Abstract
BACKGROUND: Exacerbation of idiopathic interstitial pneumonias (IIPs) requiring mechanical ventilation is associated with high mortality. However, evidence for the optimal management strategy in patients on mechanical ventilation for exacerbation of IIPs is scarce. This study aimed to evaluate the association between continuous rocuronium infusion and in-hospital mortality in patients with exacerbation of IIPs requiring mechanical ventilation.
METHODS: The effect of continuous rocuronium infusion was retrospectively analyzed using data in the Japanese Diagnosis Procedure Combination in-patient database from July 2010 to March 2016. We compared 28-d mortality between the continuous rocuronium infusion group (intravenous doses of ≥ 150 mg/d) and the control group using 1:4 propensity score matching.
RESULTS: We enrolled 4,925 subjects. Propensity score matching yielded 66 subjects in the rocuronium group and 264 subjects in the control group. There was no significant difference in 28-d mortality (rocuronium vs control, 52% vs 44%, P = .31) or in-hospital mortality (68% vs 61%, P = .28) between the 2 groups.
CONCLUSIONS: Continuous rocuronium infusion was not significantly associated with decreased mortality in patients with exacerbation of IIPs requiring mechanical ventilation.

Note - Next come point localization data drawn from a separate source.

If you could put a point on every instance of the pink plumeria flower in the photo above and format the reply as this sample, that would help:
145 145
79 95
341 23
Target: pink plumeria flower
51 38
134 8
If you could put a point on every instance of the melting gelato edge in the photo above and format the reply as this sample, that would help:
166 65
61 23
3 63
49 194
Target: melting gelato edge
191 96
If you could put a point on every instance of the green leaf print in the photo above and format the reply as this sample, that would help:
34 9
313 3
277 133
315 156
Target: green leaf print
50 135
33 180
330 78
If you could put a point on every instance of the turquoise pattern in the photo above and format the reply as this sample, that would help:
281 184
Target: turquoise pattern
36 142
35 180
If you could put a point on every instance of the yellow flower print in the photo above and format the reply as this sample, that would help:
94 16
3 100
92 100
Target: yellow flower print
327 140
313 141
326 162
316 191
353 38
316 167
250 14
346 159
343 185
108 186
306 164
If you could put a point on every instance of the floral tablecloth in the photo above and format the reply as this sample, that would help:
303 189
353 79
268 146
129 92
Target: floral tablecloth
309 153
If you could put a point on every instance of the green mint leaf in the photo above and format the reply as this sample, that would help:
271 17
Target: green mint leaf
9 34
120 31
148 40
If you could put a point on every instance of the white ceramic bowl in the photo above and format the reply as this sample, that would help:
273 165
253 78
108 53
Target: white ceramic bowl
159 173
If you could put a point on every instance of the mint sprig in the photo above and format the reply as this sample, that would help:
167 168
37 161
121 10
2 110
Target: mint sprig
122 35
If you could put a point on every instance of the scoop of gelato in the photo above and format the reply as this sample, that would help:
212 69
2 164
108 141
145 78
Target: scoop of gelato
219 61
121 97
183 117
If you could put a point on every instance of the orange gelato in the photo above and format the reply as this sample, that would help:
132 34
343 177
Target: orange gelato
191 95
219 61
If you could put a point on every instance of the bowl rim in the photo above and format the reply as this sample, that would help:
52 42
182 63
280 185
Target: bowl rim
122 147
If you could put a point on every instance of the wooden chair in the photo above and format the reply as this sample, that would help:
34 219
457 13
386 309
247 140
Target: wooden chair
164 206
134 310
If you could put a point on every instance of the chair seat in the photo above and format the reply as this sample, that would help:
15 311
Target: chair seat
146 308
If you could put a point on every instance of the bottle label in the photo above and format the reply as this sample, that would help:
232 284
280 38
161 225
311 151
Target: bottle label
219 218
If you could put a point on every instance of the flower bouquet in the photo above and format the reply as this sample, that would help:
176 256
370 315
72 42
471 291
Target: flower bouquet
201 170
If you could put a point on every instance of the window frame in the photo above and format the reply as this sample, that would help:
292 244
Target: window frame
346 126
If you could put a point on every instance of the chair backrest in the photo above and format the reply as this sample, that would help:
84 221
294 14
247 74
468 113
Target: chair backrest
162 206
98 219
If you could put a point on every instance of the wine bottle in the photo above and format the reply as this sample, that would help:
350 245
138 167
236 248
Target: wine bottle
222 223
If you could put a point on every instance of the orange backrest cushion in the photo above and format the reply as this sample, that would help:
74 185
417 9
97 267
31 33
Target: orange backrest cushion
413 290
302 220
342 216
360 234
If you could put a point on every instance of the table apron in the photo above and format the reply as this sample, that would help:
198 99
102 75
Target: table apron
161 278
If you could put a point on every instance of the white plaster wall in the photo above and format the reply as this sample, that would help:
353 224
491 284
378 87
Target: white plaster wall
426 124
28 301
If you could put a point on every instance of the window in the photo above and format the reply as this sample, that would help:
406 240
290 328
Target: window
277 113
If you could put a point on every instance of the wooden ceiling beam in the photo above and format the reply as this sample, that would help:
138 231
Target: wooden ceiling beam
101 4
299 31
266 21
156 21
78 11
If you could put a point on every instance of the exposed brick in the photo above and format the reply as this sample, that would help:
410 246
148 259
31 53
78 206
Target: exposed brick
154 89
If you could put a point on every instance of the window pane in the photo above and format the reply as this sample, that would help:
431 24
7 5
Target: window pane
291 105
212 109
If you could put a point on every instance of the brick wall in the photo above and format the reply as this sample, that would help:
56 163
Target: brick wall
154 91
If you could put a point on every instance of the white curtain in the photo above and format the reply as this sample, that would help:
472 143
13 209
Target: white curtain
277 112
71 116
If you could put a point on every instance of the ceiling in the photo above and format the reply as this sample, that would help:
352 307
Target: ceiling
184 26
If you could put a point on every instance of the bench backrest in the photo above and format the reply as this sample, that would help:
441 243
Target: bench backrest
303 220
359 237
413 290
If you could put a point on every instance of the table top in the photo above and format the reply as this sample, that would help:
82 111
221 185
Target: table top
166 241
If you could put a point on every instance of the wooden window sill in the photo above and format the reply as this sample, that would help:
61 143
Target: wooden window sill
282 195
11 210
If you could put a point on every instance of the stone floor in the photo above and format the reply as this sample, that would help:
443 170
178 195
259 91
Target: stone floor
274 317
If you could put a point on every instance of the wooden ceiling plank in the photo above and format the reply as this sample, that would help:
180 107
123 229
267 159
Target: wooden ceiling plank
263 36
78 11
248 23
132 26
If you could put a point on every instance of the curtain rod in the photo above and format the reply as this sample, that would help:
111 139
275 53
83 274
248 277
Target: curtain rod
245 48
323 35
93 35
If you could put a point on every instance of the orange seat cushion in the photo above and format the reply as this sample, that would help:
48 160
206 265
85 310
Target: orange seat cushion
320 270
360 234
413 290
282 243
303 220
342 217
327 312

- idiopathic interstitial pneumonias
- neuromuscular nondepolarizing agents
- ventilator-induced lung injury
- intensive care unit
- positive-pressure respiration
- mortality
- pneumothorax
Introduction
Idiopathic interstitial pneumonias (IIPs) are a group of acute and chronic, progressive, diffuse parenchymal lung diseases with unknown etiology. A multidisciplinary approach is taken to classify IIPs into 6 major types that include 2 fibrosing IIPs (idiopathic pulmonary fibrosis and idiopathic nonspecific interstitial pneumonia), as well as 2 rare IIPs and unclassifiable IIPs. Acute interstitial pneumonia and exacerbation of the 2 fibrosing IIPs represent rapid progression. The pathological findings of rapidly progressive IIPs involve diffuse alveolar damage, which is also found in ARDS.1 Exacerbation of idiopathic pulmonary fibrosis requiring mechanical ventilation is associated with high mortality.2 Therefore, recent guidelines recommend that the majority of these patients should not receive mechanical ventilation.3
Several ventilation strategies for patients with ARDS are advocated to avoid ventilation-induced lung injury (VILI). In particular, adjunct treatment with neuromuscular blocking agents (NMBAs) in patients with severe ARDS has been shown to improve oxygenation and survival rate.4,5 In one study, continuous infusion of cisatracurium for 48 h improved 90-d survival and decreased the incidence of barotrauma without increasing ICU-acquired weakness in subjects with ARDS.4 Recently, NMBAs have been commonly used in patients with severe ARDS to alleviate ventilation asynchrony.6,7
However, there is little evidence regarding mechanical ventilation strategies for patients with IIPs. The strategies for ARDS are extrapolated to management of IIPs without critical evaluation, even though the pathophysiology of IIPs is different from that of ARDS. Patients with IIPs requiring mechanical ventilation should be managed cautiously because VILI is more likely to occur in IIPs than in ARDS. The respiratory system elastance is generally high in patients with IIPs, and high alveolar pressure is required during mechanical ventilation.8 NMBAs can possibly control the plateau pressure to avoid overdistention of alveoli. However, to our knowledge, there are no published data on the effect of NMBAs during mechanical ventilation for mortality reduction in patients with IIPs.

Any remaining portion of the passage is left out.